En España la democracia iniciada en 1977 no emergió a través de la ruptura, digamos revolucionaria, con el Antiguo Régimen, sino mediante la reforma, estirada –eso sí– hasta el límite. El Rey fue uno de los motores del cambio, pero también el puente entre el franquismo –al que había jurado  fidelidad– y las libertades, a las que sirve de modo constitucionalmente impecable. En los primeros años, y hasta final de los ochenta, la derecha en general anduvo cauta, con cierta mala conciencia y con deseos de ser absuelta de sus graves pecados de carácter absolutista.

Confiaba, aunque tímidamente, esta derecha –más amante de las botas que de los votos–, que se cumpliría la  profecía lampedusiana: “Si queremos que todo permanezca igual, es preciso que todo cambie”. Dejó, pues, hacer siguiendo de forma intuitiva la exhortación de Lope de Vega, mencionada por Antonio Prieto en la edición de 1993 del libro de Giuseppe Tomasi di Lampedusa: “La mayor discreción es acomodarse al tiempo”. Con la retirada de Fraga Iribarne a los cuarteles galaicos, José María Aznar entendió que empezaba a otearse un cambio profundo de tercio.

Él y su equipo aceleraron –prescindiendo casi totalmente de los frenos– en esa dirección.

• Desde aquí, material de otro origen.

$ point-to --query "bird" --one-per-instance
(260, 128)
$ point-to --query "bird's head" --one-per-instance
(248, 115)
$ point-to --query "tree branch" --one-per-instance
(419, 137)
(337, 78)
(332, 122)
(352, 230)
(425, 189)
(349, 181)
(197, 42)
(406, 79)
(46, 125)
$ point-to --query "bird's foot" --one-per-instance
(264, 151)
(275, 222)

Lo hicieron sin escrúpulos y, desde luego, sin complejos. Estaban, tras tantas generaciones seguidas mandando, ayunos de poder político, hastiados de “una realidad cambiante a la que intentamos adaptarnos como se mecen las algas ante el empuje del mar”, según explica el Príncipe de Lampedusa al padre Pirrone, su confesor. “A la Santa Iglesia –añade el Príncipe– le ha sido explícitamente prometida la eternidad; a nosotros, como clase social, no”. Tenían urgencia histórica por recuperar el poder y la gloria, convencidos de pertenecer –al menos de facto– a “una nobleza hereditaria que posee derechos y cargos que no pueden conferirse más que a una determinada clase de ciudadanos”, como Maquiavelo apuntara hace siglos.

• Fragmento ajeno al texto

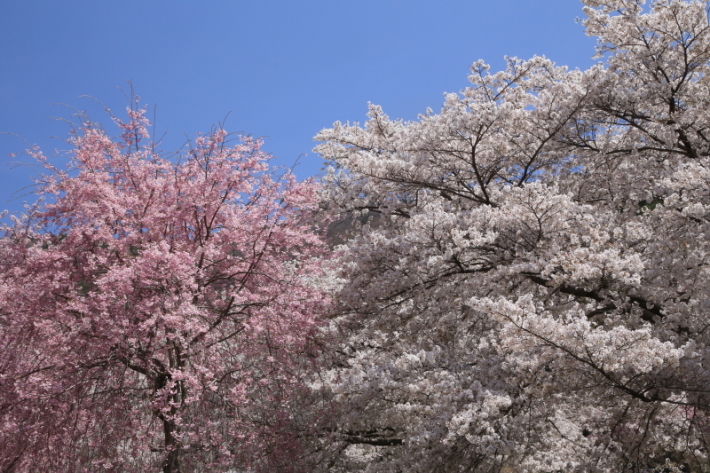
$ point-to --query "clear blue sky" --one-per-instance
(281, 69)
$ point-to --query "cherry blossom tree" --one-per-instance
(158, 312)
(530, 290)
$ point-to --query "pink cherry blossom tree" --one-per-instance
(157, 312)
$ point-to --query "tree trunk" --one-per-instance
(171, 464)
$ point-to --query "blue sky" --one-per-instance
(278, 69)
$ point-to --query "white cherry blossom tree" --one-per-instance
(530, 290)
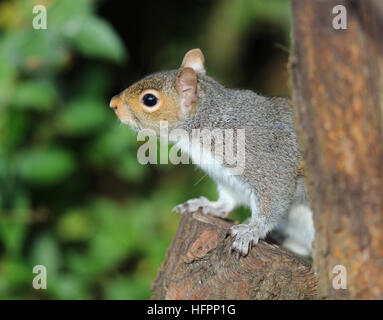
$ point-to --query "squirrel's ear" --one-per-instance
(186, 87)
(194, 59)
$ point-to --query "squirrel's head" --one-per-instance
(165, 96)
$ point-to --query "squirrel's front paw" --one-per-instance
(245, 236)
(206, 206)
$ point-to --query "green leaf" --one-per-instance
(95, 38)
(128, 288)
(34, 94)
(46, 252)
(75, 225)
(82, 116)
(45, 166)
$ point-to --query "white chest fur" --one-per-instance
(221, 175)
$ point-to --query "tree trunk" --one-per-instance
(338, 96)
(200, 265)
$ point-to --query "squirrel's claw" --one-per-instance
(244, 236)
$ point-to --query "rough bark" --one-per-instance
(337, 88)
(200, 265)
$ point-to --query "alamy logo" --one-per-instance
(340, 20)
(207, 148)
(340, 280)
(40, 20)
(40, 280)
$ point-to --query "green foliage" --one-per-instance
(73, 196)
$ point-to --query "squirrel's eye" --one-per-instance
(150, 100)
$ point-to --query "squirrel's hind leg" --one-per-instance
(297, 227)
(221, 208)
(247, 234)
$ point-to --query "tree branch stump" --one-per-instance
(200, 265)
(337, 82)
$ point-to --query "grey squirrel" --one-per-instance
(271, 184)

Al delegado del nuevo Gobierno liberal o garibaldino, Aimone Chevalley, el Príncipe –el Gatopardo– le profetiza: “Fracasarán, porque somos dioses”. Continúan creyéndose dioses destinados a gobernar siempre, conforme al derecho natural. Lo expresó Ruth Porta, la portavoz socialista, con enorme acierto dialéctico, en la segunda sesión de la frustrada investidura de Rafael Simancas. Le replicó una crecida Esperanza Aguirre, condesa consorte de Murillo, que habló prepotente –procurando humillar a la izquierda–, amparada por la presidenta de la Cámara, Concepción Dancausa, elegida gracias a dos judas miserables, de los que se ignora aún la cantidad exacta de denarios obtenidos. No se mide igual la fortuna de Aguirre que los ahorros de Simancas. No se miden igual las corrupciones de la derecha que las de la izquierda. Sigue siendo “poderoso caballero, don dinero”. Y quien no lo quiera ver así –en este obsceno asunto de la trama inmobiliaria de Madrid– que se compre pronto unos quevedos.